Photo: Kaeng Krachan National Park
Photo: Kaeng Krachan National Park

After years of punting on a final decision, the United Nation’s cultural agency made the controversial decision to designate Thailand’s Kaeng Krachan Forest Complex as a world heritage site. 

The Kaeng Krachan Forest Complex was listed Monday by UNESCO’s World Heritage Committee as a world natural heritage site, hours after protesters asked the agency to deny the designation over the longstanding persecution of ethnic Karen who’ve dwelled within for over a century.

“The problem is the work of the government that allows one-sided data, binding other groups who cannot access to study the area,” Miss Universe Thailand contestant Chayathanus “Cheraim” Saradatta tweeted. “The objection of today is not just about the community and the forest. It is about stealing the geographic area and information from the independent perception of the people.”

Others were less constrained in their anger over the news about the 3,000-square kilometer park located mostly in the western province of Phetchaburi.

“It’s world famous for killing, forcing disappearance, burning homes, forcing people to leave their homes, arresting and prosecuting them. Why are you proud?” Shineru_msu tweeted.

Despite its nomination coming up three times since in 2015, a decision had been stalled over the Thai state’s treatment of the Karen, including the 2014 abduction and murder of a Karen activist there.

In 2019, the UNESCO committee deferred discussion of Kaeng Krachan after Australia, Norway and a conservationist group objected. Indonesia and China endorsed Thailand’s application.

The minister tasked with the environmental portfolio hailed the U.N. decision.

“Throughout these 16 years, we have pushed for Kaeng Krachan to be listed four times, and today we achieved that,” Varawut Silpa-archa, minister of natural resources and environment, said on Monday. “Receiving such a global recognition will help increase public awareness in nature conservation as well as increase ecotourism revenue from both domestic and overseas tourists.”
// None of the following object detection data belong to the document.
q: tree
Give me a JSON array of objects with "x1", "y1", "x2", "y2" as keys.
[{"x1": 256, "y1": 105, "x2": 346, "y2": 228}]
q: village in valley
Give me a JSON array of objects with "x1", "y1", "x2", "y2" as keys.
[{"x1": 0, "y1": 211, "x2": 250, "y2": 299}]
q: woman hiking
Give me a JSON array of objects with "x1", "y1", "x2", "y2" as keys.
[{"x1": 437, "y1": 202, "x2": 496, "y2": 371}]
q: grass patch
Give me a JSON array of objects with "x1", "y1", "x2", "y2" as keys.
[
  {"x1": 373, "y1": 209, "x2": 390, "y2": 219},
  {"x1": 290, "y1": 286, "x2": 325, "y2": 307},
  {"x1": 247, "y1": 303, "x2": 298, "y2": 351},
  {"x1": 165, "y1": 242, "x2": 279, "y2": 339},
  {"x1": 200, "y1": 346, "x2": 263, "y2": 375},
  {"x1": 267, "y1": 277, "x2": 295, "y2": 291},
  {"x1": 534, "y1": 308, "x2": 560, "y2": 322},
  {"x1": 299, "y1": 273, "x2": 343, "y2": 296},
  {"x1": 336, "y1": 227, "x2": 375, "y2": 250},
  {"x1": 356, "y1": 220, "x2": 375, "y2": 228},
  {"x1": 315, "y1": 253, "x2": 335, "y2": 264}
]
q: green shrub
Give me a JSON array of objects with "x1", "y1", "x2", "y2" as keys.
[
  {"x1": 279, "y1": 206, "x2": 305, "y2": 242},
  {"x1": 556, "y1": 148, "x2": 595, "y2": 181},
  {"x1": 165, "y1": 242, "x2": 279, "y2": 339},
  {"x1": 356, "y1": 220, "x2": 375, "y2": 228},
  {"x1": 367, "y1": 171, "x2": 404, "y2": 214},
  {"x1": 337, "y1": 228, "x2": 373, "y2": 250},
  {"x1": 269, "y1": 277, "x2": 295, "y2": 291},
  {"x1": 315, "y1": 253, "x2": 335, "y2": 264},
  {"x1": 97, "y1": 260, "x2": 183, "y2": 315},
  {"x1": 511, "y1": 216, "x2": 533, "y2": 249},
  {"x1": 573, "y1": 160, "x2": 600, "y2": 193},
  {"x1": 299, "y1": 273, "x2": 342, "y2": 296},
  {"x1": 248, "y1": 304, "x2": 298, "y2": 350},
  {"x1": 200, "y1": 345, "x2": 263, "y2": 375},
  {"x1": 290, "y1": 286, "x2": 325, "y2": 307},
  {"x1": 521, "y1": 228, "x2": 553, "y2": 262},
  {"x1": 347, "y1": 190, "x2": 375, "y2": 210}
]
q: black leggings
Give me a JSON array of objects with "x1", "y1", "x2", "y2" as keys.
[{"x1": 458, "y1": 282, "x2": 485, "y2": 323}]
Varawut made no mention of the Karen; neither does UNESCO in its entry, which notes its endangered plant and animal species. Most local coverage Monday applauded the UNESCO decision.
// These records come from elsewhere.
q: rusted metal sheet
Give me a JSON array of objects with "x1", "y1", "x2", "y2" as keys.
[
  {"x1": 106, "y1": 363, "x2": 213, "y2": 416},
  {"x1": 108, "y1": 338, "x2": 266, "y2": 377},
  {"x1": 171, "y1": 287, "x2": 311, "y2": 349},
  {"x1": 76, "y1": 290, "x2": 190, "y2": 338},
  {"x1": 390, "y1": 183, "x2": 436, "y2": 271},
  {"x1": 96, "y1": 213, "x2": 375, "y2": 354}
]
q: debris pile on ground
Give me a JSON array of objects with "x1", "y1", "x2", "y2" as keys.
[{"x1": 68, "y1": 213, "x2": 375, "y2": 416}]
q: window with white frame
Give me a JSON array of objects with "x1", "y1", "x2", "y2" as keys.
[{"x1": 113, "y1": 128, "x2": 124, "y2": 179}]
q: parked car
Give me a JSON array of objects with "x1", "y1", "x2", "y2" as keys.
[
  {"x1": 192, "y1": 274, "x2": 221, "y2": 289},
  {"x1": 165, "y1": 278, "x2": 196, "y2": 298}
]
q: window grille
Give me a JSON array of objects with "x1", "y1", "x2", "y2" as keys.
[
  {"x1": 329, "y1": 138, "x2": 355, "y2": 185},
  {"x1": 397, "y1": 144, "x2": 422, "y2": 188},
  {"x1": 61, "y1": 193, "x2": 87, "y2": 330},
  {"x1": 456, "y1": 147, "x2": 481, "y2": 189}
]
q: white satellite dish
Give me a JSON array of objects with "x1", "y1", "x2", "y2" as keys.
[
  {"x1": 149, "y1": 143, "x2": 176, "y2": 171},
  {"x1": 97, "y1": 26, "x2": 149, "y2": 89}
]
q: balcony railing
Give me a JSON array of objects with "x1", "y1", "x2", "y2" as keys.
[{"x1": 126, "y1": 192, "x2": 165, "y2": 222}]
The Karen, many of whom are stateless, had previously petitioned for UNESCO to deny recognition until the Thai government addressed their status and concerns. 

In 2014, Karen activist, Porlajee “Billy” Rakchongcharoen, was abducted and murdered while on his way to meet Karen whose homes had allegedly been burned down by park officials in the park. The park chief at the time remains the top suspect; he has avoided prosecution.
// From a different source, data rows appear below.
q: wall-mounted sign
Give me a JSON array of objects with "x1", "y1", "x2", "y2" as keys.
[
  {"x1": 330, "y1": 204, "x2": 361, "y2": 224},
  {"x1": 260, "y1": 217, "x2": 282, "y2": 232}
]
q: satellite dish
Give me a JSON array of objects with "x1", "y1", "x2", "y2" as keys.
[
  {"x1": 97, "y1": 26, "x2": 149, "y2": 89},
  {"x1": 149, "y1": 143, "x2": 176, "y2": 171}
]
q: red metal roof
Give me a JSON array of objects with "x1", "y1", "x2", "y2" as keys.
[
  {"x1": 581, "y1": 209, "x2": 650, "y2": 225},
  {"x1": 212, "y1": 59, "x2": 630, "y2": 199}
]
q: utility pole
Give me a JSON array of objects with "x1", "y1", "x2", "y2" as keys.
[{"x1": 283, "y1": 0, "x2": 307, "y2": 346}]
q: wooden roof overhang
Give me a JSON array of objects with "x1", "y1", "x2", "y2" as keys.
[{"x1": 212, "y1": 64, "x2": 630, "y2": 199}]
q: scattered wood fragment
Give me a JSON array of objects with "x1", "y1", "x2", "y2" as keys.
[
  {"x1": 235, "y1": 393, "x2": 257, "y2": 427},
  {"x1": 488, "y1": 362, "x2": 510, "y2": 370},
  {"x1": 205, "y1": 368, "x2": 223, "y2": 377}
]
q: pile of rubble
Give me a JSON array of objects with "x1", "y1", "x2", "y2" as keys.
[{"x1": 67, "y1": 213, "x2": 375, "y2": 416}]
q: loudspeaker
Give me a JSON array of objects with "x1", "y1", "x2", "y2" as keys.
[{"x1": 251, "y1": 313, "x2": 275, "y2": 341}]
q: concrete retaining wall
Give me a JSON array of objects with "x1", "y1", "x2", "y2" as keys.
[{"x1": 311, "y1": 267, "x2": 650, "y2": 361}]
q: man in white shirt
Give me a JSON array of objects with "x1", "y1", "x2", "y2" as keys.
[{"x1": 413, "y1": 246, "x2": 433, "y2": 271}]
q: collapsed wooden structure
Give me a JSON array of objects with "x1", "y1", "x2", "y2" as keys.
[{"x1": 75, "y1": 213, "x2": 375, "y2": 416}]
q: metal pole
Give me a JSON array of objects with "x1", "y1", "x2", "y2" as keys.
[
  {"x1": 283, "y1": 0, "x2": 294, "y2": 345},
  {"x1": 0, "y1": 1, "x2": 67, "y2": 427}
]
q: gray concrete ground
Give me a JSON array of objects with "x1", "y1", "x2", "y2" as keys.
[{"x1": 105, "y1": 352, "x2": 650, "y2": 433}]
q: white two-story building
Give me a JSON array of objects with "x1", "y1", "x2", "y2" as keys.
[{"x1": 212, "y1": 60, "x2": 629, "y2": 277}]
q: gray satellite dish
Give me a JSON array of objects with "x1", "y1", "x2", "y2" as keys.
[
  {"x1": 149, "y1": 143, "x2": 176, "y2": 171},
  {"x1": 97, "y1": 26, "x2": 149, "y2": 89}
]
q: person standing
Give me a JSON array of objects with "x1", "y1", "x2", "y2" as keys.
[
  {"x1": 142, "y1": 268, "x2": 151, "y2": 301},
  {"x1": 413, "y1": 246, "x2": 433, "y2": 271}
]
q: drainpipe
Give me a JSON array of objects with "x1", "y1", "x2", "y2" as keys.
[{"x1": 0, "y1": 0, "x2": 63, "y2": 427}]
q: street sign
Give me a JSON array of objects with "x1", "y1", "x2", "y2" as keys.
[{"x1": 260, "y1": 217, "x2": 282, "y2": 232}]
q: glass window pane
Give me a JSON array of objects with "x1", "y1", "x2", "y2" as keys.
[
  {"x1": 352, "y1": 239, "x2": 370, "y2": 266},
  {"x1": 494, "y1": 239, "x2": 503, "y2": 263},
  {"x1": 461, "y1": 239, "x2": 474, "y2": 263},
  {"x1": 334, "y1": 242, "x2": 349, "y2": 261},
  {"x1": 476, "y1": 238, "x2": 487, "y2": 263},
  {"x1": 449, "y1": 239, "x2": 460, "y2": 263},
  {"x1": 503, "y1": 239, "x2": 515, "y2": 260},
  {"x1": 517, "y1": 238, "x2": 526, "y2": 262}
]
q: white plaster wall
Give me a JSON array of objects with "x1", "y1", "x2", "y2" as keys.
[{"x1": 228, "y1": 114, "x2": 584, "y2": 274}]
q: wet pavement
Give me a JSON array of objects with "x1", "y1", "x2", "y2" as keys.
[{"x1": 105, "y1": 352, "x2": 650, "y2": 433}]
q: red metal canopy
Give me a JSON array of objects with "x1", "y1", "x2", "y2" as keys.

Karen Activist ‘Billy’ was burned and stuffed in oil drum: DSI

The Karen of Bang Kloy village, located in Phetchaburi’s Kaeng Krachan district, last week again submitted a letter to the U.N. World Heritage Committee urging it not to take up Kaeng Krachan. 

They were joined Friday by United Nation’s own human rights experts, who urged the committee to defer a decision on Thailand’s bid due to ongoing violation of indigenous Karen rights. 

“This is an important precedent-setting case, and may influence policies on how indigenous peoples’ rights are respected in protected areas across Asia,” the experts said.

The Kaeng Krachan Forest Complex is located inside Thailand’s largest national park of the same name, covering 464,000 hectares and spanning the provinces of Phetchaburi, Prachuap Khiri Khan and Ratchaburi. It became the third natural heritage site endorsed by the committee after the Thungyai-Huai Kha Khaeng Wildlife Sanctuaries and the Dong Phayayen-Khao Yai Forest Complex.